The Nitrile Patient Examination Glove is a non-sterile disposable device intended for medical purposes that is worn on the examiner's hands or finger to prevent contamination between patient and examiner.

The subject device is powder free nitrile examination gloves. The subject device is blue. The subject device is non-sterile.

The provided document is a 510(k) Summary for a medical device called "Nitrile Patient Examination Glove." It outlines the device's characteristics, intended use, and comparison to a predicate device, along with non-clinical performance testing.

Here's the breakdown of the acceptance criteria and study information:

Acceptance Criteria and Reported Device Performance

Study Information

1. Sample sizes used for the test set and the data provenance:
   The document does not specify exact sample sizes for each test. However, it indicates compliance with recognized standards such as ASTM D6319-19, ASTM D5151-19, ASTM D6124-06 (Reapproved 2017), ISO 10993-10:2010, and ISO 10993-5:2009. These standards inherently define appropriate sampling plans for testing.
   The data provenance is from non-clinical tests conducted to verify design specifications. The company, Jiangxi Zhonghong Pulin Medical Products Co.,Ltd., is located in China. The nature of these tests (e.g., laboratory testing of material properties) implies prospective data collection as part of the device development and regulatory submission process.

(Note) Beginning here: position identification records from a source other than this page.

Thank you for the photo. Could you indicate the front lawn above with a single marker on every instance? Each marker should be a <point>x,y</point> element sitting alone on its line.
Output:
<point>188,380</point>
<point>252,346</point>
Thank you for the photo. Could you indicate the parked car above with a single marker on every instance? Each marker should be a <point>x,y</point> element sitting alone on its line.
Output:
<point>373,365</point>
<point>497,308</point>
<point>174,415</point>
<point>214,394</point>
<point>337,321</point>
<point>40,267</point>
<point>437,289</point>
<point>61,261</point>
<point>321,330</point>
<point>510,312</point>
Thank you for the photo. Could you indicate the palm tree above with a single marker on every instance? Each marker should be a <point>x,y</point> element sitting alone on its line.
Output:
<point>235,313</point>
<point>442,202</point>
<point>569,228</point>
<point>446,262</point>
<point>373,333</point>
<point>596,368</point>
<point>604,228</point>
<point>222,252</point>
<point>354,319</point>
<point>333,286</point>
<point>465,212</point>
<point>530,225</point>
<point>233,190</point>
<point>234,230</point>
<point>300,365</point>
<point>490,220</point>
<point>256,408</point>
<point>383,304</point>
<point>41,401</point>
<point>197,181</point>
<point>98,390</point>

2. Number of experts used to establish the ground truth for the test set and the qualifications of those experts:
   This information is not applicable as the evaluation relies on established standardized test methods (e.g., ASTM, ISO standards) for material properties and biocompatibility, rather than expert interpretation of a diagnostic output. The "ground truth" is determined by the objective results of these standardized tests against their defined pass/fail criteria.

3. Adjudication method (e.g., 2+1, 3+1, none) for the test set:
   This is not applicable. The tests performed are objective, quantitative or qualitative measurements governed by international standards, not subjective interpretations requiring adjudication.

4. If a multi-reader multi-case (MRMC) comparative effectiveness study was done, If so, what was the effect size of how much human readers improve with AI vs without AI assistance:
   This is not applicable. The device is a patient examination glove, not an AI-powered diagnostic or assistive SaMD (Software as a Medical Device). Therefore, MRMC studies are not relevant.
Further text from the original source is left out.